Projede sadece büyümeyi çalışmadıklarını belirten Doç. Dr.
Başçınar, şunları kaydetti:
“Aynı zamanda kültür ortamında yerleştirdiğimiz balıklarda
hastalık riski var mı ya da oluşur mu diye incelemelerde bulunduk. Çünkü
özelikle endüstriyel yetiştiricilikte başımıza en çok gelen sorundur. Oldukça
şanslıyız, balıklar dayanıklı ve hastalıklara karşı dirençliler. Ayrıca, kültür
ortamına alsak besleme değeri doğadakinden daha iyi midir, kötü müdür sorusunun
cevabını da aradık. Kültüre aldığımız balıklar daha yağlı, daha fazla miktarda
Omega 3 yağ asidi içeriyor, beslenmemiz açısından çok daha faydalı, et verimi
daha yüksek. Bu yüzden oldukça karlı olacağı kanaatindeyim.”

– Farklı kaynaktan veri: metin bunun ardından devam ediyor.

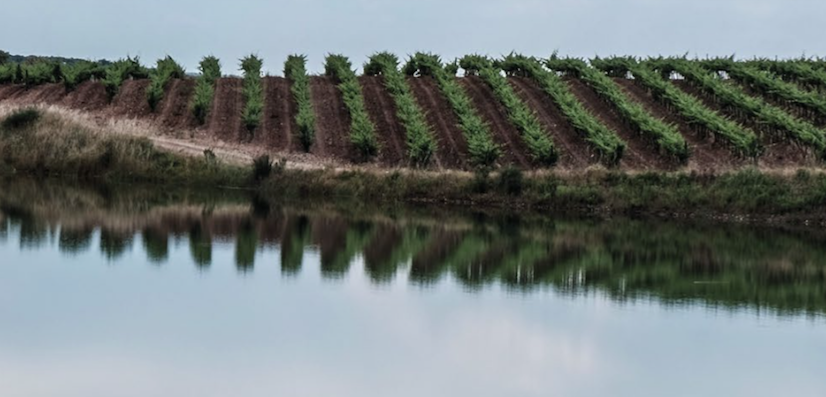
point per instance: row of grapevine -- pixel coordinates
(421, 143)
(362, 130)
(484, 152)
(771, 86)
(295, 69)
(733, 97)
(601, 138)
(536, 138)
(666, 136)
(253, 91)
(166, 70)
(210, 68)
(802, 73)
(699, 116)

Doç. Dr. Nadir Başçınar, Doğu Karadeniz'de yaz aylarında
alabalık kafeslerinin tamamen boşaldığını ifade ederek, “Çünkü yaz aylarında
sıcaklık, alabalığın kafeste yaşayamayacağı seviyeye ulaşıyor. Oysa istavrit
dört mevsim, 365 gün kendi sularımızda, kafeslerimizde durabilir. İstediğimiz
kadar büyütebiliriz, istediğimiz ağırlıkta pazarlayabiliriz. Büyümesi için
beklemeye gerek yok. Ocak ayında balığa ihtiyacımız varsa ocak ayında, temmuz,
ağustos, eylülde ihtiyacımız varsa o zaman piyasaya sürebiliriz. Oysa
alabalıkta böyle bir şansımız yok. O yüzden avantajlıyız” dedi.